Question

The Lyman series corresponds to the emission lines of hydrogen atom due to the transitions of the type $n \rightarrow 1$ ($2 \rightarrow 1, 3 \rightarrow 1, 4 \rightarrow 1$, etc) where $n$ is the principal quantum number of the excited state.

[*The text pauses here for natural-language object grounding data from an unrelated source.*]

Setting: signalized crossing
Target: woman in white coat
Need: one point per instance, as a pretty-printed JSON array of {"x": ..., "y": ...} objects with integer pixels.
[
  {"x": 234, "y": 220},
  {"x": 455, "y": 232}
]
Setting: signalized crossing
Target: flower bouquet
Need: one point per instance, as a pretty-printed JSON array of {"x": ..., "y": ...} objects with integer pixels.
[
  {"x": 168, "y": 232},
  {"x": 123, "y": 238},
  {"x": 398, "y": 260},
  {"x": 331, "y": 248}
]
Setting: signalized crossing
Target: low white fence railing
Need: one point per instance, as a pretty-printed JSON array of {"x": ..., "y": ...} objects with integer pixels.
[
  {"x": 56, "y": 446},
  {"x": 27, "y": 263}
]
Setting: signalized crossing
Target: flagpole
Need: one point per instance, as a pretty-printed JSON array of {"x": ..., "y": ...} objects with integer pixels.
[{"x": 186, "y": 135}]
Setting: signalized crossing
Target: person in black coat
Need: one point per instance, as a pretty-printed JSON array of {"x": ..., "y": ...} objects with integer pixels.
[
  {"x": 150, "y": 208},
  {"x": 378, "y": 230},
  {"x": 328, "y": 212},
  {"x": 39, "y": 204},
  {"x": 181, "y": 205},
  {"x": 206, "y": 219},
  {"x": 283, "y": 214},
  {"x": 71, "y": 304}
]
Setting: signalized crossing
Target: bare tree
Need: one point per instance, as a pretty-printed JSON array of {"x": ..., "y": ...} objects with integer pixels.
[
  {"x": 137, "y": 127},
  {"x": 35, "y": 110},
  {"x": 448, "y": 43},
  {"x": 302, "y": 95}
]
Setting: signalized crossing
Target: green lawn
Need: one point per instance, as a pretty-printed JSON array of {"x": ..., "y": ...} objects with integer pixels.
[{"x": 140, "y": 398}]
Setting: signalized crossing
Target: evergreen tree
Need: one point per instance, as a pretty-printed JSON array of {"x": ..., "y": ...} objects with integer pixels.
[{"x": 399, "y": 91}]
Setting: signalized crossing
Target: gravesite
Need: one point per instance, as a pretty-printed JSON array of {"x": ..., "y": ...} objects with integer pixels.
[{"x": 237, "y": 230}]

The ionization energy of the hydrogen atom can be determined by plotting:

• A. Frequency differences between successive emission lines vs emission frequencies
• B. Emission frequency vs $n^2$
• C. Emission frequency vs $1/n^2$
• D. Frequency differences between successive emission lines vs $n$

Answer 1

Answer: (C)

Emission frequency vs $1/n^2$

Answer 2

The energy of emitted photons in the Lyman series ($n \rightarrow 1$) is $h\nu = 13.6 \left(1 - \frac{1}{n^2}\right)$ eV. Rearranging gives $\nu = \frac{13.6}{h} - \frac{13.6}{h} \frac{1}{n^2}$. This is a linear equation of the form $y = c - mx$, where $y = \nu$ and $x = \frac{1}{n^2}$. The y-intercept ($c$) is $\frac{13.6}{h}$. When $1/n^2 = 0$ (corresponding to $n=\infty$), the frequency is $\nu_{max} = \frac{13.6}{h}$. The energy associated with this frequency, $h\nu_{max} = 13.6$ eV, is the ionization energy of the hydrogen atom. Thus, plotting emission frequency vs $1/n^2$ yields a straight line whose y-intercept gives the frequency corresponding to the ionization energy.